ED CONE LOOKS AT REGIME CHANGE IN CONGRESS and invokes Pete Townshend.

Meanwhile, Betsy’s Page looks at Murtha’s candidacy for Majority Leader and thinks Pelosi has gotten herself in a box:

And don’t forget that this is one guy who was all against any plans to limit earmarks. Is he really the guy that the Democrats want as their poster child for their efforts to supposedly remake the House?

It will be interesting to see if Pelosi is going to go to the mattresses to get her guy elected Majority Leader. She has made her support so public that it will be taken as a defeat for her if Steny Hoyer defeats Murtha. But a Murtha victory will immediately taint the new Democratic majority with a very strong whiff of corruption plus being tied to a guy who is a past master of pork and earmarks. Is that their new image for disposing of the “culture of corruption?”

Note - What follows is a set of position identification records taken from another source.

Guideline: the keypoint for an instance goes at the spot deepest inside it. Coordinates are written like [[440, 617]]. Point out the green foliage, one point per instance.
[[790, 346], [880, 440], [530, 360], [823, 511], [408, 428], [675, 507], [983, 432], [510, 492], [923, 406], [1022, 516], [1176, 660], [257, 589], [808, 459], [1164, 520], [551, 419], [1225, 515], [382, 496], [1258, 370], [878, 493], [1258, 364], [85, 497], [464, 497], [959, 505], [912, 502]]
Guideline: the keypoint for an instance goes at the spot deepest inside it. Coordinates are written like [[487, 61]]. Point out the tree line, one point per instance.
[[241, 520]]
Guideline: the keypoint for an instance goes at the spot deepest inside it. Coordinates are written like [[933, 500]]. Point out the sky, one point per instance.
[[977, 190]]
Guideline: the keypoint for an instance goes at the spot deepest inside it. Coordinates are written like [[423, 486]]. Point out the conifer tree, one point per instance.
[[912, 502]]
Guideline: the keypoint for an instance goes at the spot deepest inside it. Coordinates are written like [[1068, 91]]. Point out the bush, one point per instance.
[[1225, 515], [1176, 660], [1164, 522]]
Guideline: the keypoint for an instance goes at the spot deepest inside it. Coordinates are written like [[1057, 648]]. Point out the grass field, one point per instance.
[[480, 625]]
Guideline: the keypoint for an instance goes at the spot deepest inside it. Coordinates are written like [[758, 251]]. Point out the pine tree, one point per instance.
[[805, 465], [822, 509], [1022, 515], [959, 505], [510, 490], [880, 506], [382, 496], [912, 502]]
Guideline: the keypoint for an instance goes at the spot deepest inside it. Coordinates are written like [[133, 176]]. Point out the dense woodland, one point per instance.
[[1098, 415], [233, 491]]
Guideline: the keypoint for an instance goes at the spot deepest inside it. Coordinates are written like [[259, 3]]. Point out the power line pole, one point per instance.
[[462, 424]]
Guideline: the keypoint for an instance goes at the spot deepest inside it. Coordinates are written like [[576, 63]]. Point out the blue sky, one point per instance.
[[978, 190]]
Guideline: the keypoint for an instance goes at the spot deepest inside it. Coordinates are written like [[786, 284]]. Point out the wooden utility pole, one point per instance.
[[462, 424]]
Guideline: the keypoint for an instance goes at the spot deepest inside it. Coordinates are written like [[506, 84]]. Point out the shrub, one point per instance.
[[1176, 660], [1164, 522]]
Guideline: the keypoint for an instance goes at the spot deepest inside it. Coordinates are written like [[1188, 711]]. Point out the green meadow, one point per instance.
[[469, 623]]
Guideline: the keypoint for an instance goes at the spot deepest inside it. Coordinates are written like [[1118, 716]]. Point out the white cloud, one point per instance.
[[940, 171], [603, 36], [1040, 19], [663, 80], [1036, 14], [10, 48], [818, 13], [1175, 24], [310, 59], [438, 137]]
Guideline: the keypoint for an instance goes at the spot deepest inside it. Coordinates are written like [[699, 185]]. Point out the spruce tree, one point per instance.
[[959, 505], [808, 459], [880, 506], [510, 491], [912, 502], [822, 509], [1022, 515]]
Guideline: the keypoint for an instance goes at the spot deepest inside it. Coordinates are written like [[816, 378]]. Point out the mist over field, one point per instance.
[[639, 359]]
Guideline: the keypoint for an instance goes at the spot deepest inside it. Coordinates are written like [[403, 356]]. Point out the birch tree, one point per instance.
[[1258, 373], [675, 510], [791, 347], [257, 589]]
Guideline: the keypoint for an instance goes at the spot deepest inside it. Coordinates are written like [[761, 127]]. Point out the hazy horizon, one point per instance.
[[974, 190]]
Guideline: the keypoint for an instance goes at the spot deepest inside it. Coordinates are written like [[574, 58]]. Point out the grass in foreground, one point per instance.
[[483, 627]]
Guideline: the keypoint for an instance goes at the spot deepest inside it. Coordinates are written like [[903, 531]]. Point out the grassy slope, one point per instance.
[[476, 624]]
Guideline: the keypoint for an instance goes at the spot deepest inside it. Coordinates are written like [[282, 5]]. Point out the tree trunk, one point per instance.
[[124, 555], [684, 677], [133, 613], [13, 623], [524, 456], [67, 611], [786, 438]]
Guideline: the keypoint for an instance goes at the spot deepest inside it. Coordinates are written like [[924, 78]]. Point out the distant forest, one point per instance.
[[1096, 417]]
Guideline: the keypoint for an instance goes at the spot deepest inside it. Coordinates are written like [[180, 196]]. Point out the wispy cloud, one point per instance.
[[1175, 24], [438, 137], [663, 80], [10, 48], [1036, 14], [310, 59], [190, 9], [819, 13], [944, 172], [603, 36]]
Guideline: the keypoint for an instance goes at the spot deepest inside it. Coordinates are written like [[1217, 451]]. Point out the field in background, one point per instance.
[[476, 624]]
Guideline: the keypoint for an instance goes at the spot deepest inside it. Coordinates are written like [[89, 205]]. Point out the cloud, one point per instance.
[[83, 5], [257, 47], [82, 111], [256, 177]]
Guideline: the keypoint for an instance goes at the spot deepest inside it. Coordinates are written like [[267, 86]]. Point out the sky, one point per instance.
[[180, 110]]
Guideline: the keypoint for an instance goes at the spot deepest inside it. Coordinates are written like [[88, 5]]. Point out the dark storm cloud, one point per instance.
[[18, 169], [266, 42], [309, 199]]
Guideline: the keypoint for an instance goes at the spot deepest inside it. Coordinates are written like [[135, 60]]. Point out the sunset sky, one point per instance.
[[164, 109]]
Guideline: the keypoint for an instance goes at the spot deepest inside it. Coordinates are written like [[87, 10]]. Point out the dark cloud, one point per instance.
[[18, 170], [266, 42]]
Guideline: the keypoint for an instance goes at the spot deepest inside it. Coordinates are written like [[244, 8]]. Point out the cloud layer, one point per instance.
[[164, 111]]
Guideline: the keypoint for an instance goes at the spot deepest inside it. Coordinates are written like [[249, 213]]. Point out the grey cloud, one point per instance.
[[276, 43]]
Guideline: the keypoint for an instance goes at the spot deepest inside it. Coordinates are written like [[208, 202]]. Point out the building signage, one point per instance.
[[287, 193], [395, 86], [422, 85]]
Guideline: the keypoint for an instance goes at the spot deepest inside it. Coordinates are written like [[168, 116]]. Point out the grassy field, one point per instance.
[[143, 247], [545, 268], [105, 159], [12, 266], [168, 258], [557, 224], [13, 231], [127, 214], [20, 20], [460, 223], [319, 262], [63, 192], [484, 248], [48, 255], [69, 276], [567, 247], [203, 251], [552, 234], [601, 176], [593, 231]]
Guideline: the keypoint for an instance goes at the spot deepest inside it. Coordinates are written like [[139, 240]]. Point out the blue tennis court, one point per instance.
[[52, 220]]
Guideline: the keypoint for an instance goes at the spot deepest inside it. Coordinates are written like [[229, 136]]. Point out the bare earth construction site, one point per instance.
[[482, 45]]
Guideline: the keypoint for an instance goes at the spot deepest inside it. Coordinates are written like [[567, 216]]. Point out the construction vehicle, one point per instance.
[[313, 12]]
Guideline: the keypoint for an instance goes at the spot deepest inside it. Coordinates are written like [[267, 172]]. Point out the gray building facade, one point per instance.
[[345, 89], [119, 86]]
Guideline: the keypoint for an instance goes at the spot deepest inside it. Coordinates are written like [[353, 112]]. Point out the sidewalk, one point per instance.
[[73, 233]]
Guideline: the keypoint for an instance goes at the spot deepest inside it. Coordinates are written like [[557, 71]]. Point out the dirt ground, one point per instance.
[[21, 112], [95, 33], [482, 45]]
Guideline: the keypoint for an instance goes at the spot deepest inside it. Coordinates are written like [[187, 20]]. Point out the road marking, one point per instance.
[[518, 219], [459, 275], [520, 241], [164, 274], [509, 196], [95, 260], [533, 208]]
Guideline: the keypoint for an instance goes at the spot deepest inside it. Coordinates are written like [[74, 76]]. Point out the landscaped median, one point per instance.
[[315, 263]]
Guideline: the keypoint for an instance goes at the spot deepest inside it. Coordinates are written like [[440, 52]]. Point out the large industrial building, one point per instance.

Republicans, on the other hand, should be happy with Murtha as the face of the “New” Democratic majority in Congress.

UPDATE: The New Republic is criticizing Pelosi’s effort to put the impeached-for-corruption Alcee Hastings in as Chair of the Intelligence Committee:

Ordinarily, few people would take Hastings seriously for such an important job. In 1981, Hastings was a federal judge in Miami. He was accused of conspiring with a friend to take a $150,000 bribe in exchange for issuing light sentences to a pair of mobsters. A Miami jury acquitted Hastings (while convicting the friend), but three different federal judicial panels later referred him to Congress for impeachment. “Judge Hastings attempted to corruptly use his office for personal gain. Such conduct cannot be excused or condoned even after Judge Hastings has been acquitted of the criminal charge,” concluded one panel, composed of five circuit court judges. . . .

There’s ample reason to think that Americans cast a negative vote last week–not so much for Democrats as against Republicans. Over the next two years, voters will be watching to see whether Democrats are up to the responsibility of governing, and doing so with the national interest in mind. If Nancy Pelosi bases her decision about such a critical position on a combination of personal feuding and identity politics, she won’t just do Republicans a favor by giving them a readymade bogeyman to attack. She will have shown voters that she’s unable to push aside petty institutional politics in the name of the national interest.

Read the whole thing. So far I’d say the Dems are off to a weak start.

ANOTHER UPDATE: Tom Bevan has more on Murtha’s problems:

What irony. One of the left’s main knocks on President Bush over the years is that he’s been too blinded by loyalty and that his administration has suffered from cronyism. Yet here you have the new Speaker of the House, whose drapes haven’t even been measured or hung yet, pulling out all the stops to install an ethically-challenged pal for Majority Leader out of blind loyalty and passing over another perfectly competent member (Jane Harman) out of pure pique to turn over the Chairmanship of the Intelligence Committee to a man who was impeached for taking bribes. Not the most auspicious of beginnings, I’d say.

Neither the GOP nor the Democrats seems to have taken the lesson of the ’06 elections to heart.